America's Natural Gas Alliance and other industry trade groups have rallied to support voluntary public disclosure as a way to recover from the self-inflicted public relations disaster the industry caused when it initially declined to reveal some ingredients at the behest of contractors who said their frack fluids were proprietary.
Anti-drilling activists have raised the specter of a "witch's brew" of hundreds of toxic chemicals, while the industry says water and sand make up 99 percent of the mixture and a small volume of additives mainly keep the mixture flowing smoothly under high pressure.
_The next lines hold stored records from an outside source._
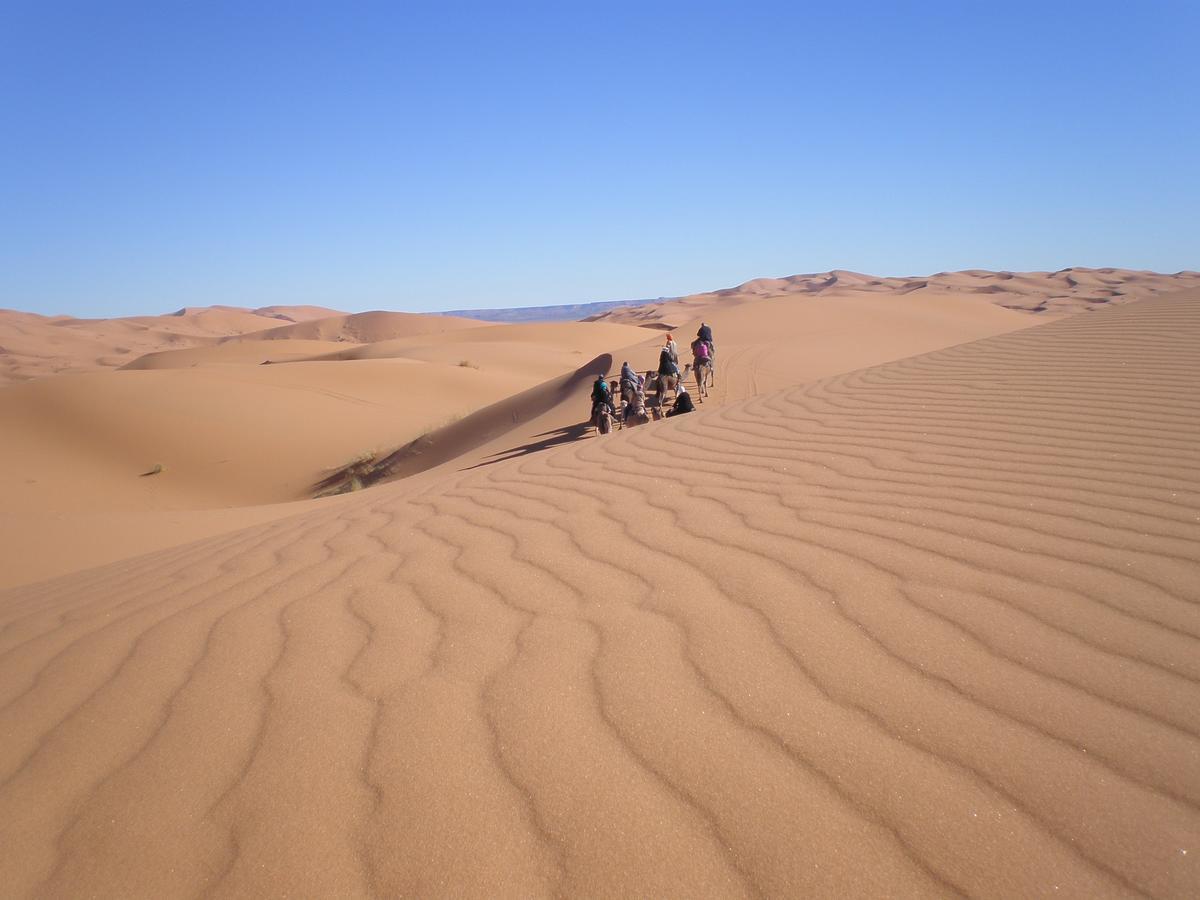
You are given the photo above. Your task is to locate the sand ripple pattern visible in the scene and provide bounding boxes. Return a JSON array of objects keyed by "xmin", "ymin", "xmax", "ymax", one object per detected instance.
[{"xmin": 0, "ymin": 294, "xmax": 1200, "ymax": 898}]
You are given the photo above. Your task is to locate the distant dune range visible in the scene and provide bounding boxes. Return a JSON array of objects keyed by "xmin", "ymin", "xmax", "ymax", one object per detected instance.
[
  {"xmin": 0, "ymin": 271, "xmax": 1060, "ymax": 587},
  {"xmin": 0, "ymin": 293, "xmax": 1200, "ymax": 898},
  {"xmin": 0, "ymin": 269, "xmax": 1200, "ymax": 898},
  {"xmin": 0, "ymin": 268, "xmax": 1200, "ymax": 384}
]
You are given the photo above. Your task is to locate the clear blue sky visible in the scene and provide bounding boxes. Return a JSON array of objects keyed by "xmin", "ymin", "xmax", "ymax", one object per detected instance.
[{"xmin": 0, "ymin": 0, "xmax": 1200, "ymax": 316}]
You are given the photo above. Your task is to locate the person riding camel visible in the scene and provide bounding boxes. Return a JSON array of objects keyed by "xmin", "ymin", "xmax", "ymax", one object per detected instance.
[
  {"xmin": 592, "ymin": 372, "xmax": 617, "ymax": 416},
  {"xmin": 667, "ymin": 384, "xmax": 696, "ymax": 419},
  {"xmin": 620, "ymin": 362, "xmax": 638, "ymax": 391},
  {"xmin": 659, "ymin": 347, "xmax": 679, "ymax": 378}
]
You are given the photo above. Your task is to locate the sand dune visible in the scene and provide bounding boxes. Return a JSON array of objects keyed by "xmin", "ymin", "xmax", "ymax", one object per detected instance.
[
  {"xmin": 0, "ymin": 306, "xmax": 343, "ymax": 385},
  {"xmin": 592, "ymin": 268, "xmax": 1200, "ymax": 324},
  {"xmin": 230, "ymin": 311, "xmax": 486, "ymax": 343},
  {"xmin": 0, "ymin": 292, "xmax": 1200, "ymax": 898}
]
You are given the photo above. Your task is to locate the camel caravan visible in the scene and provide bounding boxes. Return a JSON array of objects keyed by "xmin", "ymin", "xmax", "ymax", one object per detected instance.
[{"xmin": 590, "ymin": 323, "xmax": 716, "ymax": 434}]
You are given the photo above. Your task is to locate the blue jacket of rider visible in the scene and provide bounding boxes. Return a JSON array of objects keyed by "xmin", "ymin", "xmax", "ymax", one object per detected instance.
[
  {"xmin": 592, "ymin": 376, "xmax": 611, "ymax": 403},
  {"xmin": 659, "ymin": 347, "xmax": 679, "ymax": 376}
]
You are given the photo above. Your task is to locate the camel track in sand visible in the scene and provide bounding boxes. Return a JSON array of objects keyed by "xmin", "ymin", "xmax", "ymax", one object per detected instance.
[{"xmin": 0, "ymin": 299, "xmax": 1200, "ymax": 896}]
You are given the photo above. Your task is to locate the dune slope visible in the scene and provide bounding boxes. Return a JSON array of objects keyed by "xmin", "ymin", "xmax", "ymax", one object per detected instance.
[{"xmin": 0, "ymin": 296, "xmax": 1200, "ymax": 896}]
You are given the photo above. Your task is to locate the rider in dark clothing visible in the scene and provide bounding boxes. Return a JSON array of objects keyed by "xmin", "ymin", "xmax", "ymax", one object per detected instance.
[
  {"xmin": 620, "ymin": 362, "xmax": 637, "ymax": 390},
  {"xmin": 592, "ymin": 373, "xmax": 617, "ymax": 415},
  {"xmin": 659, "ymin": 347, "xmax": 679, "ymax": 378},
  {"xmin": 667, "ymin": 385, "xmax": 696, "ymax": 419}
]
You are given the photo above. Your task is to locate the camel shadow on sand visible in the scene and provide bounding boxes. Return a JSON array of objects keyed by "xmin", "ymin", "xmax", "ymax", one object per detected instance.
[{"xmin": 460, "ymin": 422, "xmax": 592, "ymax": 472}]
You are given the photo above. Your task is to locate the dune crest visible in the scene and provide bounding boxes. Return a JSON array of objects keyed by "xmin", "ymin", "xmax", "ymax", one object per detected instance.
[{"xmin": 0, "ymin": 294, "xmax": 1200, "ymax": 898}]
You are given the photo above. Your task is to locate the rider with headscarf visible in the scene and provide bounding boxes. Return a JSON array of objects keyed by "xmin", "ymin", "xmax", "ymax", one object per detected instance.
[
  {"xmin": 667, "ymin": 384, "xmax": 696, "ymax": 419},
  {"xmin": 592, "ymin": 372, "xmax": 617, "ymax": 415}
]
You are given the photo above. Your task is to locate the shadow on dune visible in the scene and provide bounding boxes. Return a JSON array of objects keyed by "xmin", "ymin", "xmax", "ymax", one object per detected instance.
[
  {"xmin": 313, "ymin": 353, "xmax": 612, "ymax": 497},
  {"xmin": 462, "ymin": 422, "xmax": 590, "ymax": 472}
]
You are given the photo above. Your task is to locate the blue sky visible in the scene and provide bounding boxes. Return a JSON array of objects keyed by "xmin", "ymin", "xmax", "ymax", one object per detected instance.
[{"xmin": 0, "ymin": 0, "xmax": 1200, "ymax": 316}]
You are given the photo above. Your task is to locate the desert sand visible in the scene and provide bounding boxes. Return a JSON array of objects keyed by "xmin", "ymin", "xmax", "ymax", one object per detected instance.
[{"xmin": 0, "ymin": 270, "xmax": 1200, "ymax": 898}]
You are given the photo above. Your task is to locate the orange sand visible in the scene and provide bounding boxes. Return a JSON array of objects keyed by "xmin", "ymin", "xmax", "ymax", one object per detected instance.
[{"xmin": 0, "ymin": 272, "xmax": 1200, "ymax": 898}]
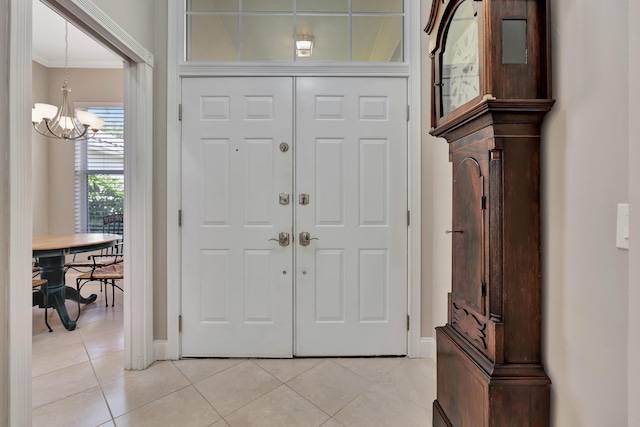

"The truth is, it's not a witch's brew by any stretch of the imagination," said James T. Hackett, chief executive officer of Anadarko Petroleum Corp. "But that doesn't mean that people are going to be assured just because you said it wasn't."
The industry's attempts to assure the public that hydraulic fracturing is a harmless procedure undermined public confidence, said John M. Deutch, a Massachusetts Institute of Technology chemistry professor who was chairman of a presidential panel last year that studied the shale-gas industry.
"Despite the fact that industry has withdrawn its opposition and regulators are beginning to move to require full disclosure of fracturing fluid composition, it remains the single largest public concern about hydraulic fracturing and shale-gas production," Deutch, a former director of the Central Intelligence Agency, said Wednesday at a summit sponsored by Rice University's James A. Baker 3d Institute for Public Policy.
FracFocus was organized with the industry's cooperation by the Ground Water Protection Council and the Interstate Oil and Gas Compact Commission, which represent state regulatory agencies. It received funding from the U.S. Department of Energy.
"We're not here to advocate for hydraulic fracturing or against it," said Mike Nickolaus, special projects director at the Ground Water Protection Council in Oklahoma City, which manages the site. "From our standpoint, protection of groundwater is of paramount importance."
FracFocus went online in April and last week posted data on its 10,000th well. The data include details on 885 Pennsylvania wells.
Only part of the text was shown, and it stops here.